Slurm is reserving a GPU node even if I exclude it

Hello,

I try to run my program on GPU node with the ampere card but slurm is reserving gpu005 which is down (I guess).

sinfo output: shared-gpu up 12:00:00 1 down* gpu005

So, I tried to exclude it but it didn’t work.

#!/bin/sh

#SBATCH --job-name=elem.out
#SBATCH --output=elem-opencl-1.out.o%j
#SBATCH --ntasks=1
#SBATCH --cpus-per-task=1
#SBATCH --partition=shared-gpu
#SBATCH --gpus=ampere:1
#SBATCH --exclude=gpu005 <-- It should exclude gpu005 ?
#SBATCH --time=00:20:00
#SBATCH --mail-type=END

srun /home/users/c/coudrayb/projet-de-bachelor/elementary/cmake-build-release/elementary_opencl_bench 1 900000000

squeue output: (ReqNodeNotAvail, UnavailableNodes:gpu[004-006,020])

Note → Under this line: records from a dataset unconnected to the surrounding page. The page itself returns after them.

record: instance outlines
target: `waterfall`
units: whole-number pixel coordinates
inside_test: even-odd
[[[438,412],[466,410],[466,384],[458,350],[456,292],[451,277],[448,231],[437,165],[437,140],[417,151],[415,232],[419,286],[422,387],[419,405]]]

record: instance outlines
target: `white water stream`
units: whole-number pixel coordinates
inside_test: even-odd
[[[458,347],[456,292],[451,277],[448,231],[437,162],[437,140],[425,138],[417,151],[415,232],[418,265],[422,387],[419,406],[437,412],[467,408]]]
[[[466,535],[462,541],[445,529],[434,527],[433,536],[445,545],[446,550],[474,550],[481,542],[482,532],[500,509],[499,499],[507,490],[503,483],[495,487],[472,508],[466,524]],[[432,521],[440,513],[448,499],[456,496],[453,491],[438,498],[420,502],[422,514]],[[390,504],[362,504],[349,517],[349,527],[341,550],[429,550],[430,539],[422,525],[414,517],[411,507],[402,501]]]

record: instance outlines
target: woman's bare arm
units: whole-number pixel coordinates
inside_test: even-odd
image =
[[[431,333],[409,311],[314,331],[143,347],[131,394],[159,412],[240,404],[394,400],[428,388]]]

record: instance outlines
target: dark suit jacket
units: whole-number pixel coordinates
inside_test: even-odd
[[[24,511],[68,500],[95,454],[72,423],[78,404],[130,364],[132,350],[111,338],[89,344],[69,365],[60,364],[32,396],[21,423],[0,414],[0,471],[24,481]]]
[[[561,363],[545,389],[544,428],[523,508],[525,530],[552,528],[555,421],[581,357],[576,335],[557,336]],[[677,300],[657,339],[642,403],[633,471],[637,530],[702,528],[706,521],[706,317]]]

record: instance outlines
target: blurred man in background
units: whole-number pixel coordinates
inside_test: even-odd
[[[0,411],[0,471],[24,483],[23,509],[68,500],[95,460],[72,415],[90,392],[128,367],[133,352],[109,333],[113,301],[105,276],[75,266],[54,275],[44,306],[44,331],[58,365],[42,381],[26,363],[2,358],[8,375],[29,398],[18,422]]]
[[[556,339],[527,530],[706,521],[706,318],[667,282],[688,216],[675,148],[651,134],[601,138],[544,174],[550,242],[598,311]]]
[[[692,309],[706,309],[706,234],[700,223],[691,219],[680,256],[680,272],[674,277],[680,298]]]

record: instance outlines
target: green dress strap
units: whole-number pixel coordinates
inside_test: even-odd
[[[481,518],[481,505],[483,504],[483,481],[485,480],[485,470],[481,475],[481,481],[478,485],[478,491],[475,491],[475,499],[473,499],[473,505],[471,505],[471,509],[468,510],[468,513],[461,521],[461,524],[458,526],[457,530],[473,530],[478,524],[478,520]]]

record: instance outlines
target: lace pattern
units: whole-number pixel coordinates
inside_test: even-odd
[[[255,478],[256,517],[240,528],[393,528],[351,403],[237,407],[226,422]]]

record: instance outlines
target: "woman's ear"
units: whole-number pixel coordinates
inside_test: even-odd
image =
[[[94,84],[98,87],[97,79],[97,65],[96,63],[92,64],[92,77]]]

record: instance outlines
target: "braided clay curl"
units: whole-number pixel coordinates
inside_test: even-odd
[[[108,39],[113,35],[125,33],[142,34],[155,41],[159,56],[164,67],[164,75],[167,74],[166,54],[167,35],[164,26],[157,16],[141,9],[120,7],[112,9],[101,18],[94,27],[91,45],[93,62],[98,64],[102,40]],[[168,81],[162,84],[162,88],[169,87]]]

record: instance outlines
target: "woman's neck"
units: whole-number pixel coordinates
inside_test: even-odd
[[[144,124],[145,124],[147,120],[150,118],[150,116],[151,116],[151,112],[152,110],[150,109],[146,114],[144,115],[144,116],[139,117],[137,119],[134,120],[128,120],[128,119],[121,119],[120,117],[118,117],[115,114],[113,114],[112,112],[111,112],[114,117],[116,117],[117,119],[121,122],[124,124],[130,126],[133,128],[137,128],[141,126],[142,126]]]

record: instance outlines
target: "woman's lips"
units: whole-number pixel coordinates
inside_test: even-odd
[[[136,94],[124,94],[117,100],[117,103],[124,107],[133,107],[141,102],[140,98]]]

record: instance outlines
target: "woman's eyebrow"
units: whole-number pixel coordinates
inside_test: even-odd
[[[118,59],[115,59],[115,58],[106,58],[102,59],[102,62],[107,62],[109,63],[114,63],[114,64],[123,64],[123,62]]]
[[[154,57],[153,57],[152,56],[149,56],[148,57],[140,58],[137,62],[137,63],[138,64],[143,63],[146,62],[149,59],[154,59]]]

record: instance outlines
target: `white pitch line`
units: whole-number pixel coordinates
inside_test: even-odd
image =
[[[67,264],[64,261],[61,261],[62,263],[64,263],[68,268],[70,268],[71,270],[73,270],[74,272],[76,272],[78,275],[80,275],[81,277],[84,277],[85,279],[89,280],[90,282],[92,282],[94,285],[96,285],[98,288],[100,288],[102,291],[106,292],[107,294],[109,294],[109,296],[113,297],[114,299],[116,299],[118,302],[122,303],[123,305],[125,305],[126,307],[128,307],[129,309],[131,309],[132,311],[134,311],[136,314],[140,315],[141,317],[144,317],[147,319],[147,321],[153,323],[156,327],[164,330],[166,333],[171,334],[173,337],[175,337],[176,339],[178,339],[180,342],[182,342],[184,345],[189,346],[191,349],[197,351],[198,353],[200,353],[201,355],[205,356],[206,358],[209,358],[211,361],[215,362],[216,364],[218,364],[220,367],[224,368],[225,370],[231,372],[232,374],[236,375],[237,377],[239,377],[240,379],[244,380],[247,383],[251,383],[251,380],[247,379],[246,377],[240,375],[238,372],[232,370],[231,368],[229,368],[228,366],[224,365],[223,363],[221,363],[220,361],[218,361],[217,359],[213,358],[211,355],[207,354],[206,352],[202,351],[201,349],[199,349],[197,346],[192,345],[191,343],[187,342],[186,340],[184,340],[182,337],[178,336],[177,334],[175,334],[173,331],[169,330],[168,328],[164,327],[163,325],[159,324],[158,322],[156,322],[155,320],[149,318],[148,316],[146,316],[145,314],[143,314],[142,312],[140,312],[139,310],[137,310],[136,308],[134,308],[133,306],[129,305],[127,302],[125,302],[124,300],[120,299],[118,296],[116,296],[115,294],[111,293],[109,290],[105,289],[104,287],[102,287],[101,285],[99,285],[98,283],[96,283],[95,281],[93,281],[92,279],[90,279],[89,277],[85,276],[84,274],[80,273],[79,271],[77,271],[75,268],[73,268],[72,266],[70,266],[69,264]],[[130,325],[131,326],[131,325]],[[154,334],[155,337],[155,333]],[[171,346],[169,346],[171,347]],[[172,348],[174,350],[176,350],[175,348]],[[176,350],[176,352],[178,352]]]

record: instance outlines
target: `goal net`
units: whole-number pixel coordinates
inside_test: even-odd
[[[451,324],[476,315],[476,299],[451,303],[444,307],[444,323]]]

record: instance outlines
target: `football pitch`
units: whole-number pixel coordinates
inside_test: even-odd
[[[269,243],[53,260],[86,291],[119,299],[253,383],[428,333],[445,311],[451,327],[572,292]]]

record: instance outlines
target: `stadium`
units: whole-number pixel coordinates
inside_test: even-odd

gpu004-006 mean gpu004, 005, 006 right ?

Am I doing something wrong ?

Thanks in advance,
Baptiste

Hi,

This is informative only, this doesn’t mean that gpu005 will be assigned.

No need to explicitly exclude it. As you are requesting ampere cards, this node won’t be picked up by slurm.

You get this output because Slurm is listing all the nodes that aren’t available in the requested partition. The filter isn’t on the gpu type that will be used by slurm later. As I said, this is informative only, everything is correct. And yes, in the message gpu005 is included.

1 Like